Written by Nathan Gehring
A recent article on the AdvisorOne blog titled “More U.S. Citizens Jumping Ship to Avoid Taxes” continues a recent trend in articles claiming exactly what the title implies: people are giving up US citizenship in order to avoid taxes. Interestingly, there is a common theme in these articles… there is no data to support the claim! Further, immigration into the United States has also been increasing.

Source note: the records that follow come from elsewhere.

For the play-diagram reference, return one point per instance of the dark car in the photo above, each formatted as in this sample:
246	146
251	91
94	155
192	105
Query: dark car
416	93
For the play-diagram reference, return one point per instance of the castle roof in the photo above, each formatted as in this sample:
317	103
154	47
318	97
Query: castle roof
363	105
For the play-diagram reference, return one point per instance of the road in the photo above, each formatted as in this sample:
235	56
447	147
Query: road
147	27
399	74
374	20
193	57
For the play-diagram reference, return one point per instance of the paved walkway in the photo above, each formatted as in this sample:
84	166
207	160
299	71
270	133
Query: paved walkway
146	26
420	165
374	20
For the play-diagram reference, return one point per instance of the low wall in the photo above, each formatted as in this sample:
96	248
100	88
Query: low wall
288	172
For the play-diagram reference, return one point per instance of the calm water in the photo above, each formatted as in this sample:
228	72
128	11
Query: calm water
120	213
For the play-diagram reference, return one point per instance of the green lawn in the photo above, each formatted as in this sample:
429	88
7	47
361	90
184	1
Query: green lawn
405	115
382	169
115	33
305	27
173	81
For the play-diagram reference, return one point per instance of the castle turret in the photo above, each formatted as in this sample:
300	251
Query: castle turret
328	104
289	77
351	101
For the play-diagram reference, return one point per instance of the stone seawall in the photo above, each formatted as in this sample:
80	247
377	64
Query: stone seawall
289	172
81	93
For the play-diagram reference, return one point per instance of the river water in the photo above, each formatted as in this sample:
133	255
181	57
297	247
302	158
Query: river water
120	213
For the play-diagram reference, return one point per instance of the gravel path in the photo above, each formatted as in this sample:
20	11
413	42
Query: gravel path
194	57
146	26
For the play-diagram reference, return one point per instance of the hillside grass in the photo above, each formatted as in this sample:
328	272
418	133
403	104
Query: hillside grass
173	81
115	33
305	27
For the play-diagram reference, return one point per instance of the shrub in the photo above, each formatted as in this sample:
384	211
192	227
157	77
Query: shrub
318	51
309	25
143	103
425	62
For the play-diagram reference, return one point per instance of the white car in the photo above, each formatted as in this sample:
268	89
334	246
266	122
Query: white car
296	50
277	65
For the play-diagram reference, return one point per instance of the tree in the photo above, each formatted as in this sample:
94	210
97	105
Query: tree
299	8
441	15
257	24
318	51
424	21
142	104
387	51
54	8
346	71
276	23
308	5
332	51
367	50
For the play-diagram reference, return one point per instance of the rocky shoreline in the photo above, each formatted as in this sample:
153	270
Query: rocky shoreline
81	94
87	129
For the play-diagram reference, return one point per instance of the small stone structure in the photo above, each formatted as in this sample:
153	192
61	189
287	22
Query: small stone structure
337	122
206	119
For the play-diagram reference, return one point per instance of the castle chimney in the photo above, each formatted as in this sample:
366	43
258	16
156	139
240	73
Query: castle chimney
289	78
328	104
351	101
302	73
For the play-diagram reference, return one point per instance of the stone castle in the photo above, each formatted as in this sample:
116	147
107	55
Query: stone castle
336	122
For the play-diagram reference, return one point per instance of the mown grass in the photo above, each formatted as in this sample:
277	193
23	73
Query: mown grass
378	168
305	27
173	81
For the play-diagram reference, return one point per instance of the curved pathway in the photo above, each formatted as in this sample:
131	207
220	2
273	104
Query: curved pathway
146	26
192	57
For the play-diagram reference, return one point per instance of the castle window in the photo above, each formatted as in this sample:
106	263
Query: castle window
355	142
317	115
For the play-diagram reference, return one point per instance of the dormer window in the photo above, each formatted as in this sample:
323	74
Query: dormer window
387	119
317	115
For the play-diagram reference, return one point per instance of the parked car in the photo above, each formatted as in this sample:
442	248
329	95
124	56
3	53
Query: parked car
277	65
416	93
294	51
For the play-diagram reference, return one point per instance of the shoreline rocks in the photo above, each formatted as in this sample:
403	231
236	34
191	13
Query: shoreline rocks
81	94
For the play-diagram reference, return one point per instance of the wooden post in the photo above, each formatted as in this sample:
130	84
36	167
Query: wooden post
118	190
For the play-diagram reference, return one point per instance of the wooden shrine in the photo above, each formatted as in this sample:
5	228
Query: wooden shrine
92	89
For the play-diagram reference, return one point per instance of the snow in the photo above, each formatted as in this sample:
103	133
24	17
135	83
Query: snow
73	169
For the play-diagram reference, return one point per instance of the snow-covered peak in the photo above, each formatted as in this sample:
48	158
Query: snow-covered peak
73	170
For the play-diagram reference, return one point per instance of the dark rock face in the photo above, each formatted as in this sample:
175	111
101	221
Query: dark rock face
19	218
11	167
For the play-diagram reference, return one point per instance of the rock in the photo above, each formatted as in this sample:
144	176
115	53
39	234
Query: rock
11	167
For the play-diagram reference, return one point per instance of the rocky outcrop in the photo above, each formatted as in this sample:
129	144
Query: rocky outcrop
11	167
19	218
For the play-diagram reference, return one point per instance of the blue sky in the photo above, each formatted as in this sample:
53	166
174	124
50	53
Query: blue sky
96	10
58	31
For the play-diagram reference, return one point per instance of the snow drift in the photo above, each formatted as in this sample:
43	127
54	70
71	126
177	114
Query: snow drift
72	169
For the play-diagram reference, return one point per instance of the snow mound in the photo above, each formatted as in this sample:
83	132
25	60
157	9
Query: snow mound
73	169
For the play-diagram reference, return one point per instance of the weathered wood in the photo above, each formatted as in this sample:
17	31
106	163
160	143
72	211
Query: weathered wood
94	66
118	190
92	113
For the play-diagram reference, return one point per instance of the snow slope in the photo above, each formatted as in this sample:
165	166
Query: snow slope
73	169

These articles generally site two items to support their claims. First, they point to the headlines made when it was learned Facebook co-founder Eduardo Saverin had renounced US citizenship in September 2011. It was speculated he had done so to reduce the potential taxation of his equity in Facebook once it held its IPO. This may be an accurate speculation, but trying to determine another person’s intentions is a dangerous proposition. Second, articles point to the number of U.S. expats who have given up US citizenship, a number which has been increasing since 2008. Again, it’s possible these people are motivated for tax reasons. However, it is also possible they watched as the U.S. government entered a period of hyper-partisanship and grew fearful of the future prospects of the United States. Or they watched as the U.S. financial system nearly collapsed and economy dove into a deep recession and decided they wanted no part of it. Point is, there is no way of knowing these people’s intentions. The claims being made are based on speculation, not fact. The past four years have been full of chaos and uncertainty and emotions. Any number of reasons may have caused people to renounce U.S. citizenship.
More importantly, is fleeing the U.S. or giving up plans to immigrate to the U.S. a good idea? And if it is, why do wealthy individuals continue to immigrate to the United States? As is discussed at length in Bob Keats new book “A Canadian’s Best Tax Haven: The US”, for Canadians the United States may represent the best tax haven both from a tax savings perspective and from a quality of life perspective. The US/Canada Tax Treaty provides many tax benefits to Canadians immigrating to the United States that they simply cannot replicate in traditional tax havens. Combine that with the ease of travel between Canada and the United States to visit family, the ability to continue running a business in Canada and maintain some assets such as a summer home, lower language barriers, quality health care availability and other benefits; and the U.S. becomes a very compelling destination for Canadians looking for a better climate, a great lifestyle and potentially significant tax savings.
The headlines sound sensational and are written with absolute certainty. This kind of decision is much more personal, however. This kind of decision is not nearly as clear-cut as the writers make it seem. Consider what is best for you. Despite the United States reputation as a tax hog, for Canadians (and many other people) the opposite just might prove true.